26th August 2014
Fowey marks the first, of many, walk through’s we’ll be covering on the South coast of Cornwall. Half way between Plymouth and Falmouth, Fowey is one of Cornwall’s hidden gems. Tiny streets, tall houses, bunting and boats sum up this quintessential Cornish harbour.
Sparkling blue water peeks through the houses as we walk down the steep slopes of School Hill.
Trickling down into the town are a steady flow of locals and visitors, taking in the boutique shops and eagerly carrying their crabbing equipment, excited to get the best spot along the harbour.
In the town centre familiar shops like Sea Salt and Joules make you feel at home, whilst the boutique shops like Whistlefish Gallery entice you into the creative world of Cornish art and craft.
But once again it’s the great Cornish food that brings Fowey to life.

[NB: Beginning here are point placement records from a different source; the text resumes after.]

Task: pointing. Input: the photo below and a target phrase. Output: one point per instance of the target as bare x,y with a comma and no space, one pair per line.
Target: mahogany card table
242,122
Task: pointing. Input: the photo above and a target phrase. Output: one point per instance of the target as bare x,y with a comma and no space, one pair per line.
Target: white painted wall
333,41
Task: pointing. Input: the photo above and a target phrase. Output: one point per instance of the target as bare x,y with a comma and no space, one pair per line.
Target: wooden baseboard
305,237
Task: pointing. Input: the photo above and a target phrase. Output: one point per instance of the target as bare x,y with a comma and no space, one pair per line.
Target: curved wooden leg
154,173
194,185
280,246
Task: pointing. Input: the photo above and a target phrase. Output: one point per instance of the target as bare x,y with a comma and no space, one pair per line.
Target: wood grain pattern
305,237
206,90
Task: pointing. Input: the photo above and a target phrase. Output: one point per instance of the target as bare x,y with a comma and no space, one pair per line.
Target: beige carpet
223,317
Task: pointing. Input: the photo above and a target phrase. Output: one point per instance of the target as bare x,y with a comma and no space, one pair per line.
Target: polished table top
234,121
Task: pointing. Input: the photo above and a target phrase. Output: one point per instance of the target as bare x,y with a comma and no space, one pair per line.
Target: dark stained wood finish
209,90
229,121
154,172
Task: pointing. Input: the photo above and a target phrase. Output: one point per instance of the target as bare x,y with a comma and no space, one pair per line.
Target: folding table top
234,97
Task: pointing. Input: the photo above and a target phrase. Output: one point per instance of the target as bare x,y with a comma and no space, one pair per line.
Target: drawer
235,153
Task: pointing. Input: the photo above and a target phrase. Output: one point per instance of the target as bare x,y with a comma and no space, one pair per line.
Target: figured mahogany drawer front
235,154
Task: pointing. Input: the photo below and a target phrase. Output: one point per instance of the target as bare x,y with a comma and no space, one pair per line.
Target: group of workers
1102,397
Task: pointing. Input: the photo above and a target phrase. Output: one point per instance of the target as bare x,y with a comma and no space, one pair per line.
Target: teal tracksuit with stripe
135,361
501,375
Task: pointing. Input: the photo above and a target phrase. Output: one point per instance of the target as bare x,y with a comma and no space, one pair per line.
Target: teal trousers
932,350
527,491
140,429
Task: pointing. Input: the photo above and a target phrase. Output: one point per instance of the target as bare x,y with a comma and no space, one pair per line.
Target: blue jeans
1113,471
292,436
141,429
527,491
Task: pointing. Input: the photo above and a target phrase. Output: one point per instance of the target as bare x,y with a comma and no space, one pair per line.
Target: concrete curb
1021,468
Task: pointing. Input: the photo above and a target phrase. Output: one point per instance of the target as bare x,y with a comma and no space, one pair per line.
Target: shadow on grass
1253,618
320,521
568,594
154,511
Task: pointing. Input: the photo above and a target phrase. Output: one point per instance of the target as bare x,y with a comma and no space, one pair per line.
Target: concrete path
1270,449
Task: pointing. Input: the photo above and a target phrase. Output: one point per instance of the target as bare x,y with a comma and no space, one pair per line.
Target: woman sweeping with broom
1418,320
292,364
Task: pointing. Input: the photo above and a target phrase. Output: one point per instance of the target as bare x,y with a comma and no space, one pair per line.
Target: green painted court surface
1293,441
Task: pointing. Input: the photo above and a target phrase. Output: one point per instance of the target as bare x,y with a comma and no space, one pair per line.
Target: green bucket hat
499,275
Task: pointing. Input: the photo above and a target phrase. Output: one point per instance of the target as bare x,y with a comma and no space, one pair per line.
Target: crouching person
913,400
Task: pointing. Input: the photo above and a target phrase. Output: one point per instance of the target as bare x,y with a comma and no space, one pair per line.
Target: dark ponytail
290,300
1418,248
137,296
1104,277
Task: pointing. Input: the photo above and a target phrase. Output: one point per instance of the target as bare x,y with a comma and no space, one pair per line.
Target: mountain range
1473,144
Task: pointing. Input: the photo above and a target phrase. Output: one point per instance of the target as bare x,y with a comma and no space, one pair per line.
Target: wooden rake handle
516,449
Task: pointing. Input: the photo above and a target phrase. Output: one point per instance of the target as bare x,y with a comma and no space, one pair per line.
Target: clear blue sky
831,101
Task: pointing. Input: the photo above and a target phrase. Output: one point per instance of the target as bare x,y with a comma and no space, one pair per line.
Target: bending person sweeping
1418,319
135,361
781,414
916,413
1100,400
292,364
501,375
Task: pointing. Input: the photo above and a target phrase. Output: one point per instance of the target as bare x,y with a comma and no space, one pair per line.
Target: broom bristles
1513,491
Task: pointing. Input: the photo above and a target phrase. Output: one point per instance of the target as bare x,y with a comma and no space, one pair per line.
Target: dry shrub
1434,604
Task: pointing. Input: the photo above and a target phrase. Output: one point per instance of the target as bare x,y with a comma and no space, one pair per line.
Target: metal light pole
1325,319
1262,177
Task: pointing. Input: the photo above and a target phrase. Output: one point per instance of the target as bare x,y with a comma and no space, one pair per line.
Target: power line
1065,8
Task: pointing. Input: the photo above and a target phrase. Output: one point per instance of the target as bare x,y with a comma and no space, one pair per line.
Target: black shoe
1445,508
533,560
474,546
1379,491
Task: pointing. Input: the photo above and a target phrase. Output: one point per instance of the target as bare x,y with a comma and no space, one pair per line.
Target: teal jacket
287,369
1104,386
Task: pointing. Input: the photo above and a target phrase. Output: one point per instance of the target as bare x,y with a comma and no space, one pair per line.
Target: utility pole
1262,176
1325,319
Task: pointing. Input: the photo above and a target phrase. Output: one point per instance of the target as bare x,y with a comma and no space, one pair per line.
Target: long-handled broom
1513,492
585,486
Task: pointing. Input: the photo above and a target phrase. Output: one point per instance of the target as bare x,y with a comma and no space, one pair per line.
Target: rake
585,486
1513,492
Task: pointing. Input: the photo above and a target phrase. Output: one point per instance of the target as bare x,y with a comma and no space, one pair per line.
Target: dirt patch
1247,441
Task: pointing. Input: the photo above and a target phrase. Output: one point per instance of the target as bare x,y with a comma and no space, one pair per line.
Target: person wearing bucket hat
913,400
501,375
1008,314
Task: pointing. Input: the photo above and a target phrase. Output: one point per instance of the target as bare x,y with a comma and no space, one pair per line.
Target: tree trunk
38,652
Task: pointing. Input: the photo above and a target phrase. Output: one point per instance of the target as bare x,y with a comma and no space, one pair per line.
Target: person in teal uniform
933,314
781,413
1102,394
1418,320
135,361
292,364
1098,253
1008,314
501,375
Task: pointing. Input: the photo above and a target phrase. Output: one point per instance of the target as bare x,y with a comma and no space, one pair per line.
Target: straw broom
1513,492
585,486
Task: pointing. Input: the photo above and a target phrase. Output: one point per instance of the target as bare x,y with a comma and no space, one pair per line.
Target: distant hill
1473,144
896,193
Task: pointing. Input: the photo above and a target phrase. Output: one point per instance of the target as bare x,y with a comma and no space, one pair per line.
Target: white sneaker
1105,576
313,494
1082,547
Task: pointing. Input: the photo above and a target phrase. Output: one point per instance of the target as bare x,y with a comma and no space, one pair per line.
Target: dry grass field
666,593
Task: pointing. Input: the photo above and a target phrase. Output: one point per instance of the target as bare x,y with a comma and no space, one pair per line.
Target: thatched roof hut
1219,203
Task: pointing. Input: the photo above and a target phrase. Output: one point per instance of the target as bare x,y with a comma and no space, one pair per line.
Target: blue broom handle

Here is the home of the famous Sam’s Bistro and Lifebouy Cafe, along with the customary bakeries and fish n’ chip shops.
Wherever you chose to stop for food, chances are you’ll be looking out over the River Fowey, a haven for seafaring vessels. Over the centuries the River Fowey was hugely significant to worldwide trade, dating back to the medieval era when Fowey was a major port for trading Cornish tin. The Fowey harbour also participated in significant naval warfare, including the defeat of the Spanish Armada. But it’s in the 1400s when Fowey men were most notorious across Europe, for their piracy!
These days you can take a boat trip around the harbour and learn all about Fowey’s history, and take a ‘float’ by Daphne du Maurier’s holiday home where she wrote her first novel The Loving Spirit.
Illustrator Mabel Lucie Attwell also took inspiration for Fowey, having lived in Polruan, opposite, and Fowey until her deal in 1964. Ferries run every approximately every 15 minutes to Polruan.